Gus supuso que tenía razón, pero Wilson era un idealista que creía que la fuerza de la rectitud superaba todos los obstáculos. Subestimaba la necesidad de dar coba, engatusar y seducir.

La comida, en honor al presidente, era muy buena. Les sirvieron lenguado fresco del Atlántico con una salsa de mantequilla. Gus no comía tan bien desde antes de la guerra. Le divirtió ver a Rosa atacar su plato con tanto apetito. Era una mujer menuda: ¿dónde metía todo lo que comía?

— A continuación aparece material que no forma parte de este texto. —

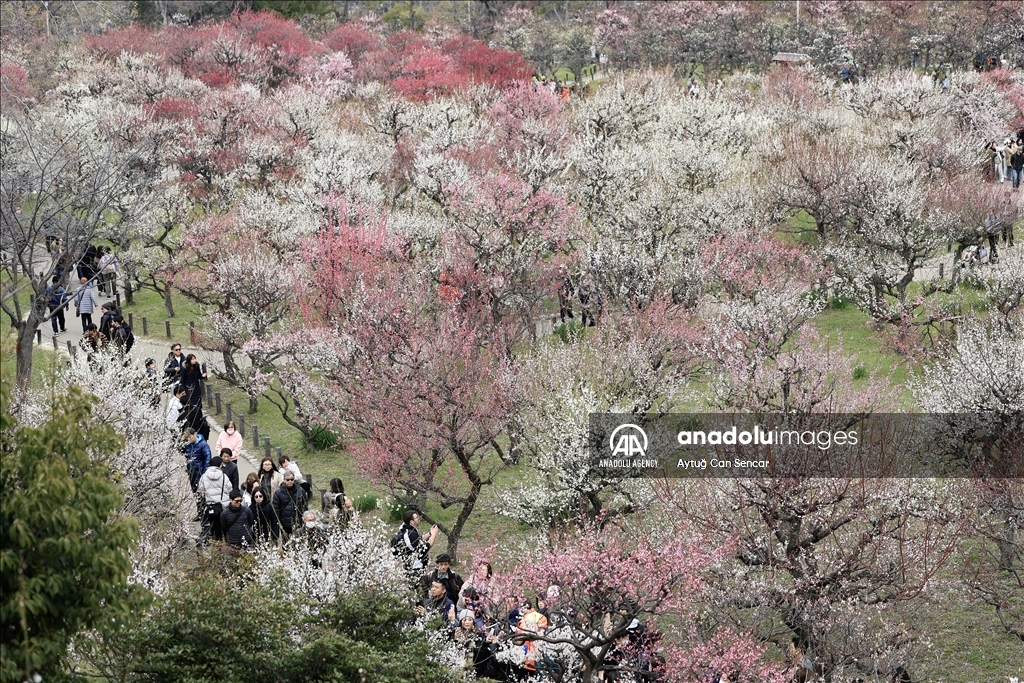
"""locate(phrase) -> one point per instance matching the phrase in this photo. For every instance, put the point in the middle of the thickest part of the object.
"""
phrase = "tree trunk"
(167, 300)
(23, 351)
(456, 532)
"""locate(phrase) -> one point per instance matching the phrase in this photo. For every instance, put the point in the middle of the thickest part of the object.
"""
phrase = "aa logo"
(629, 441)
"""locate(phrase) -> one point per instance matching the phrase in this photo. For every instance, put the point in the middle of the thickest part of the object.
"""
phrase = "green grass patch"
(852, 328)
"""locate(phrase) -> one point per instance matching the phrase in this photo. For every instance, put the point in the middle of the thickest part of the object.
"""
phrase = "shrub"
(367, 503)
(325, 439)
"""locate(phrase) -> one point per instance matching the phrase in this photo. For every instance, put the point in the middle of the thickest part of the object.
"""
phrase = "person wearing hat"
(443, 573)
(217, 493)
(437, 602)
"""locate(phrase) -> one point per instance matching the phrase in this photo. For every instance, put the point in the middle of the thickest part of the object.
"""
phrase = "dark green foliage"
(325, 439)
(211, 627)
(64, 556)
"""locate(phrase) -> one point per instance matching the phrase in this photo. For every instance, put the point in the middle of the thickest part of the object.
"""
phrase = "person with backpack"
(85, 303)
(1017, 166)
(121, 335)
(238, 522)
(266, 519)
(197, 453)
(409, 544)
(57, 304)
(216, 495)
(289, 503)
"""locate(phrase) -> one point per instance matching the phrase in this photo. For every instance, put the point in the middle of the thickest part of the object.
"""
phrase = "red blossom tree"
(419, 378)
(610, 580)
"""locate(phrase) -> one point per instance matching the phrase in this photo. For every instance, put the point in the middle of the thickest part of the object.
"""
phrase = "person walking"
(999, 160)
(230, 466)
(173, 365)
(57, 304)
(121, 335)
(289, 503)
(267, 526)
(216, 494)
(238, 522)
(192, 379)
(229, 438)
(175, 411)
(1017, 165)
(409, 544)
(269, 477)
(85, 303)
(198, 459)
(335, 505)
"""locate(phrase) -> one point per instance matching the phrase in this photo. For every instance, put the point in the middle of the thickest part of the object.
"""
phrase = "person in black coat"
(237, 522)
(289, 503)
(266, 519)
(192, 379)
(173, 366)
(230, 467)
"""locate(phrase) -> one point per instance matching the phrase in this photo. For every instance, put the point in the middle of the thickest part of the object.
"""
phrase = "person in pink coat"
(229, 438)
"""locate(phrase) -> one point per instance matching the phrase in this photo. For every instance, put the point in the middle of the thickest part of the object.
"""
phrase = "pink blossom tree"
(610, 580)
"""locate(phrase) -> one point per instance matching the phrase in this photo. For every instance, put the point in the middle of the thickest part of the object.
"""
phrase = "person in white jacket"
(217, 493)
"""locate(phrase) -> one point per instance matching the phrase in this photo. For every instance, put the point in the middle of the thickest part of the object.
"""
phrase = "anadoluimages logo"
(628, 443)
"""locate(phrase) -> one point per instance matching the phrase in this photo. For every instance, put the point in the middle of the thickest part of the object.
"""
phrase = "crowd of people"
(1007, 160)
(272, 504)
(468, 614)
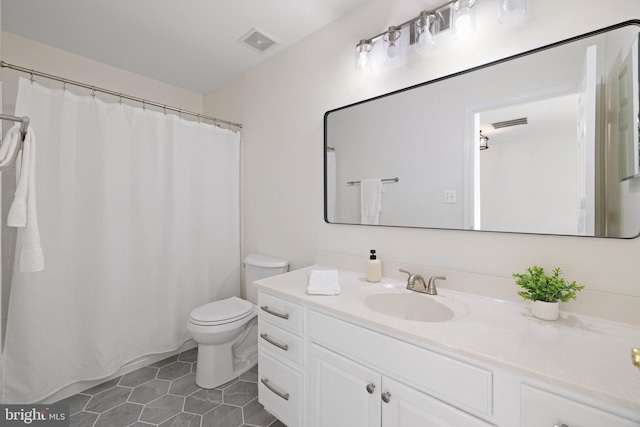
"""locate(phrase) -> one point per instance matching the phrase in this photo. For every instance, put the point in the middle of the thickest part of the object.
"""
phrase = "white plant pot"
(545, 310)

Al final de la cena, les sirvieron un café fuerte en taza pequeña. Gus pensó que no quería dejar a Rosa y retirarse a su compartimiento dormitorio. Le interesaba muchísimo más seguir hablando con ella.

—De todas formas, Wilson tendrá una posición fuerte en París.

Rosa parecía escéptica.

—¿Y eso por qué? —preguntó.

—Bueno, lo primero, porque hemos ganado la guerra por ellos.

La joven asintió.

—Wilson dijo: «En Château-Thierry salvamos al mundo».

—Chuck Dixon y yo estuvimos en esa batalla.

—¿Fue allí donde murió?

—Un impacto directo de un proyectil. La primera baja que vi. Y no la última, por desgracia.

—Lo siento mucho, sobre todo por su mujer. Hace años que conozco a Doris… teníamos el mismo profesor de piano.

—Pero no sé si salvamos al mundo —prosiguió Gus—. Entre los fallecidos hay muchos más franceses, británicos y rusos que norteamericanos. Pero nosotros conseguimos inclinar la balanza. Eso debería significar algo.

Rosa negó con la cabeza, moviendo sus rizos oscuros.

—No estoy de acuerdo. La guerra ha terminado y los europeos ya no nos necesitan.

—Hombres como Lloyd George parecen pensar que el poder militar estadounidense no puede ser desoído.

—Pues se equivoca —dijo Rosa. Gus estaba sorprendido e intrigado al oír a una mujer hablar con tanta vehemencia sobre un tema así—. Supón que los franceses y los británicos simplemente se niegan a seguir a Wilson. ¿Recurriría él al ejército para imponer sus ideas? No. Aunque quisiera, un Congreso republicano no se lo permitiría.

—Tenemos poder económico y financiero.

—No cabe duda de que es cierto que los aliados tienen una gran deuda con nosotros, pero no estoy segura de cuánta influencia nos da eso. Ya sabes lo que dicen: si debes cien dólares, el banco te tiene en su poder; pero si debes un millón, eres tú quien tiene en tu poder al banco.